Dedesinin sözleri de belki de hepimizin kulağına küpe olmalı:
“Dedem, “Oğlum.” derdi. “kalem kırmayacaksın, kağıt yırtmayacaksın. Kağıdın üzerine basmayacaksın; ne bulursan okuyacaksın. bildiğini anlatacaksın, sakın bilgini kendine saklama! Allah o ilmi senden alır. Ne kadar bilgini anlatırsan, aktarırsan o kadar büyürsün!” derdi. “Bilgini anlattıkça beynin o kadar aç olur, o kadar daha fazla bilgi alırsın. Zekatını verirsin, bilimin zekâtı vardır!” derdi. “Esprili ol,” derdi. Çünkü beynin de zekâtı, zekânın da zekâtı var, onun için aldığın bildiğin kadar aktar, aktardıkça bilgin artsın!” derdi. “Onun için mesela aklına bir şey mi takıldı, onun cevabını bulmadan sakın uyuma, uyursan senden adam olmaz, bilim adamı olmaz.” derdi.

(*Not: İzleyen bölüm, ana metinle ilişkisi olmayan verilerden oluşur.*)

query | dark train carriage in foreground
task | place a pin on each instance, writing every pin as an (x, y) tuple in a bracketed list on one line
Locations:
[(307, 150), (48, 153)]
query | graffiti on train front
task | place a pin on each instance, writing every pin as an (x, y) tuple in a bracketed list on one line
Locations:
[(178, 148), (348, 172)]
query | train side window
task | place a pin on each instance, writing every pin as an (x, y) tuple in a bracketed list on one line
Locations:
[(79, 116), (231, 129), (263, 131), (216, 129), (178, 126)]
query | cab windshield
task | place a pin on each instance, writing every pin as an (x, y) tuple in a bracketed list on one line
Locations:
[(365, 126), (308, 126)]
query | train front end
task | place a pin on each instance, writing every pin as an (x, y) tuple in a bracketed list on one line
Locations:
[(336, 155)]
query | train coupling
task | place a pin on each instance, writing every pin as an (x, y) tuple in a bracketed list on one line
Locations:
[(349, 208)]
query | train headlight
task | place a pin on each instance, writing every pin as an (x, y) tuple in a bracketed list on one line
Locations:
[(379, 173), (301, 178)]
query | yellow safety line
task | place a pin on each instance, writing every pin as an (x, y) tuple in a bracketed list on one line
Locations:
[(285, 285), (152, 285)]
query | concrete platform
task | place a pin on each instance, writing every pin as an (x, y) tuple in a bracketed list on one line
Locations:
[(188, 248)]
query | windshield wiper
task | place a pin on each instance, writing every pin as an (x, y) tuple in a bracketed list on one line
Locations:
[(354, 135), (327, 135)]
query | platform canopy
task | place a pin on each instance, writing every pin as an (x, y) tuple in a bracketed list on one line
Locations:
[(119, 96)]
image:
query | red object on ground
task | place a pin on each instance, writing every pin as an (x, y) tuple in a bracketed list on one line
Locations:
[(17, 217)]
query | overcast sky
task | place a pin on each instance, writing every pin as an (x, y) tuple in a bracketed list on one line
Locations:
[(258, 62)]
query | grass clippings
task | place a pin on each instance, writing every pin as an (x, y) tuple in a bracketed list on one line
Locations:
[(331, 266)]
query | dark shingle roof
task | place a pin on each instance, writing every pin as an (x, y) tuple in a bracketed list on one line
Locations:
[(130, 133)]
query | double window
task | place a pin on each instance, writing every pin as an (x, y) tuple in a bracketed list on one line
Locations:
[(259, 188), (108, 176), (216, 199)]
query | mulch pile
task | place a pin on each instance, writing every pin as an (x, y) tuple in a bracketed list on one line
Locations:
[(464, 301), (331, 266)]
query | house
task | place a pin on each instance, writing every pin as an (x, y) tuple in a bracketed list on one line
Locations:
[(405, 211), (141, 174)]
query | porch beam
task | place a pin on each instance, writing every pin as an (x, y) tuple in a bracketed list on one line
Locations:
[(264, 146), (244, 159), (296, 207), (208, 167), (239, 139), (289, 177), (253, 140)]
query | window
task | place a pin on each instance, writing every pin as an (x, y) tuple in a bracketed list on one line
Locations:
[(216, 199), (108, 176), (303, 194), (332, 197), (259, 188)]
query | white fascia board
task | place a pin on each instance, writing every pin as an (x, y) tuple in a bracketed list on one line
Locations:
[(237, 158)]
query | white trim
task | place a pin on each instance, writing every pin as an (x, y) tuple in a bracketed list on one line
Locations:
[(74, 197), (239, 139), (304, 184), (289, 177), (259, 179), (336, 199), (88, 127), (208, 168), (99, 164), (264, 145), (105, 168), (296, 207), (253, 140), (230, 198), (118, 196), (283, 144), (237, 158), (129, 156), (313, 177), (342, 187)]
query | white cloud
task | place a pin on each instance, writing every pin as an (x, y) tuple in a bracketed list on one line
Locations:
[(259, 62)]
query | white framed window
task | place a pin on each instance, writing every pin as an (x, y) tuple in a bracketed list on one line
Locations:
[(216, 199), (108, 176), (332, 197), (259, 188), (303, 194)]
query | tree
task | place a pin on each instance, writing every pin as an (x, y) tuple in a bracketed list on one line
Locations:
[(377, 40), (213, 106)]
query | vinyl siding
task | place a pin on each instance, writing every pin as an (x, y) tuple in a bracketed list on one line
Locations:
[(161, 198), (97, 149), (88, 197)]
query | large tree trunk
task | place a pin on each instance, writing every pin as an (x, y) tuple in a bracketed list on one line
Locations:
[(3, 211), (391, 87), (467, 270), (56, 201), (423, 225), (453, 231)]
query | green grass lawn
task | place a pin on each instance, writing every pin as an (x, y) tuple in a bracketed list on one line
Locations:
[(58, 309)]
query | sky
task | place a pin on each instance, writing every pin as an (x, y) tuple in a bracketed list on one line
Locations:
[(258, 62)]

Kitabın bir bölümünde de uzun uzun yazarımız hakkında yazılanlar yer alıyor. En sonunda İsmail Hakkı Aydın’ın kendisi hakkında yazdığı bir 4–5 sayfa var. Öyle tek sefer okuyup bırakılacak bir yer değil bence orası. İnsanın ara ara kalkıp özenle son sayfaları açıp okumasını gerektirecek cinsten. Son olarak yazarımızın dikkatimi çeken şu satırlarını alıntılamak istiyorum:
“Hayatım boyunca hiç tatil yapmadım, Cumartesi, Pazar da dahil. Hatta bayramlarda bile Orada olduğum müddetçe kliniğe mutlaka gitmişimdir, sabahları vizitimi yapmışımdır, her hastayı görmüşümdür, ona mutlaka dikkat etmişimdir ve gideyim de deniz kenarında bir ay tatil yapayım diye hiç düşünmedim. Tabii ki konferanslara, toplantılara, değişik yerlere çıkıp gidiyorsun, aslında bir anlamda o da bir tatil sayılır. Ama başlı başına bir tatil yapmadım. Çünkü mesleğimi çok sevdiğim için tatile ihtiyaç hissetmedim.”